ああ、そうかと納得する。後輩は重要な取引先の娘だと聞いたおぼえがあった。利発で素直で仕事ができる娘だったのですっかり忘れていたが、縁故で入社するほどなら専務と知り合いであってもそれほど不思議はない。大沢は夫がこのビルにいた間そのアシスタントをしていた縁もあり(彼女に紹介されたのだ)、久しぶりに東京に来ていた夫との食事の場に誘われたのだろう。お供しますと笑顔を向けてから、夫にはこっちに来てるなんて知らなかったよと苦情を言った。
「夕方までには戻るつもりだったからな。会議が難航すると思ってたから、昼はコンビニ弁当で済ますつもりだった」
とはいえ教えてくれればちょっと会話くらいはできただろうに・・・。相変わらずだ。田垣と顔を見合わせて苦笑した。

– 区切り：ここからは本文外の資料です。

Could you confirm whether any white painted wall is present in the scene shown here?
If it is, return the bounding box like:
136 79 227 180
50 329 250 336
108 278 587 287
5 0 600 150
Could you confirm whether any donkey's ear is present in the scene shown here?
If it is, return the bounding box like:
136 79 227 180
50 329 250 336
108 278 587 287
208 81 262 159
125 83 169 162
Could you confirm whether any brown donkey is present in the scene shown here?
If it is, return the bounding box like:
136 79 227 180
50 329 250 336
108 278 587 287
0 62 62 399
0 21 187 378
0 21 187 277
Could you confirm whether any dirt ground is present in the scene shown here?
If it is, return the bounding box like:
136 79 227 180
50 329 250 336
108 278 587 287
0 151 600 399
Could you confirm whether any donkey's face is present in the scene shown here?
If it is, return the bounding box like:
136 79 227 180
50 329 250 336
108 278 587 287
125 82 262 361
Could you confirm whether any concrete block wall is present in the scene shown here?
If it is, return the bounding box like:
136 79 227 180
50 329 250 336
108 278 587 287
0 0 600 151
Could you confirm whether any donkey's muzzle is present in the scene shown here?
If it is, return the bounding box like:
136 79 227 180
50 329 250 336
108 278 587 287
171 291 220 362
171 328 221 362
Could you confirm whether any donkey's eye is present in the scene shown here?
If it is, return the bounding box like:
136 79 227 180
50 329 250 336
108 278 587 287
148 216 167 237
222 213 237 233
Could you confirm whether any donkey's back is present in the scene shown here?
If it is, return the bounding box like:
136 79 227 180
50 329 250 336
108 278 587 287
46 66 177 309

最高権力者の一人が公認したサボリを止められるものがいるはずもなく四人は連れ立って役員用エレベーターに向かった。結婚生活はどうかねと専務に問われ、別居中である以外は満足ですと笑った。後ろでかつてのコンビが話している会話を耳にとどめる。
「恩田さんってお元気ですか? 真琴が知りたがってました」
「――恩田? 恩田。すまないけど、名前を知っている探索者なんて一握りだから――恩田信吾(おんだ しんご)?」
「ああ、たぶんそれです」
「・・・真琴さんはどうして知りたいの? いや、どうしても知りたいか、話のついでに知りたくなったのかどちらだった?」
「どうしてもって感じではなかったと思いますけど」
「じゃあ、近況はわからないって伝えておいて。強い希望じゃなければ知らない方がいいだろうから」
なんとなく沈黙が落ちる。なるほど夫は大変なところにいるのだなと実感した。